Come on in, the water's fine

I have to interrupt my crusade for IVF funding to tell you something my darling husband said. Something that had me falling off my chair, laughing so hard I could no longer breathe.

We had just finished dinner and as we are sitting on CD15 and haven't begun bding yet, I turned to Hubby and said "Honey, Want to come to bed?" (or words just as sexy at the time).

He turned to me and said "Don't you know you have to wait half an hour after eating a meal before you can go "swimming"?".

Don't ya just love it!


At 5:28 pm, Blogger Katt said...

Thats funny! Your hubby has a wicked sense of humour!


At 6:14 pm, Blogger Lesley said...

Lol, too true, you don't want to get cramps now do you.. Good luck with the bd and I so hope this is a positive cycle for you. Come on BFP'S!!!!!!!!!!!!!!!!
Hugs and have a great day.

At 9:30 pm, Blogger Burnt Karma said...

That's so cool!

With all the crap going on with IVF funding, I have everything crossed the you get lucky and don't end up needing it.

At 11:28 pm, Blogger vixanne wigg said...

I missed the link to the article. It can't find the page anymore. Since I am not Australian (mate) I am not entirely sure what this is about...Does the government there help fund IVF...are they putting some restriction on IVF?

At 3:10 pm, Blogger Bugsy said...

Vixanne - the article I linked to has expired - sorry about that. Here is the same info in another article though - from the australian newspaper website.:

"New restrictions loom on IVF funds
By Selina Mitchell and Samantha Maiden
April 21, 2005

Health Minister Tony Abbott's office refused to confirm or deny speculation that restrictions may be placed on Medicare funding for IVF treatment in the May budget.

Under the plan, which would reportedly save the Government $7 million a year, women aged under 42 would be able to claim rebates on three IVF cycles per year and those over 42 three cycles in total.

There are no limits on the number of IVF cycles presently available to women.

Medicare subsidises about half the $8000 cost of each IVF cycle.

The Health Department released figures showing that 90per cent of women who undertake IVF only do three cycles. In 2003, Medicare payments totalled $50 million and last year, $78.6 million.

"The reported changes could limit the possibility of patients getting pregnant," said Michael Chapman, head of the IVF Directors Group which represents IVF units in Australia and New Zealand.

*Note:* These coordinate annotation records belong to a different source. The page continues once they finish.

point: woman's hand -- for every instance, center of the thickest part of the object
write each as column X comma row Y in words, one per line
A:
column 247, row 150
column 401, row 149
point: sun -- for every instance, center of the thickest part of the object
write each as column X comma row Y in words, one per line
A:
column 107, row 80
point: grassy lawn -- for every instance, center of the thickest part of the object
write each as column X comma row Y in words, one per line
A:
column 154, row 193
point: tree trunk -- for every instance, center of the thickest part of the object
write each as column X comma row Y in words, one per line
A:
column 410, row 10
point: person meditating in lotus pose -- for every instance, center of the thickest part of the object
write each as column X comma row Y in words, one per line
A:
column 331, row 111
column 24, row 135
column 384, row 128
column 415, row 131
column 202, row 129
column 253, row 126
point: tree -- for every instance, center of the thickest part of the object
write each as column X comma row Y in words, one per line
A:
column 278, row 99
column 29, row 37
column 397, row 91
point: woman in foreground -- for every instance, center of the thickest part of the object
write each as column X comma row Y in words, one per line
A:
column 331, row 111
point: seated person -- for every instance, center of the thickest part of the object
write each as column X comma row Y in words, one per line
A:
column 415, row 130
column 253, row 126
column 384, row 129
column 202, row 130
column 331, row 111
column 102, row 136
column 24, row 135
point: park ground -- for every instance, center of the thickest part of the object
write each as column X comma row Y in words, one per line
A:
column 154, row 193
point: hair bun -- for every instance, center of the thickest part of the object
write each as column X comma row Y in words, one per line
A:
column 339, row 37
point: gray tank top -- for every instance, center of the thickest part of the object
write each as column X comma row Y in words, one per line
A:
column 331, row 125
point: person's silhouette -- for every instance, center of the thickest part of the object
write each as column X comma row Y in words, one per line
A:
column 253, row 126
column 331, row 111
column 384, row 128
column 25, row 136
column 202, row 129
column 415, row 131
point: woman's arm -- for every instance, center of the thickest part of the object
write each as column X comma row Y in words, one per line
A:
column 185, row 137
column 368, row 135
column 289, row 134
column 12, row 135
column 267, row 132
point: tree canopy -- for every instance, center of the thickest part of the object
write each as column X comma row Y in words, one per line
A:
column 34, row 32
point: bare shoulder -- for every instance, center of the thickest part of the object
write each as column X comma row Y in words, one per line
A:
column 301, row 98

Thirty per cent of IVF pregnancies occur after the third cycle of treatment, Professor Chapman said.

Sandra Dill, chief executive of ACCESS, an advocacy group for people needing infertility treatment, said forcing patients to pay in full for further treatments would make IVF an option only for the rich.

"This reported move would further jeopardise the success of couples in their attempts. Women will be one year older, their fertility will be compromised further, and they will have less chance of success," she said.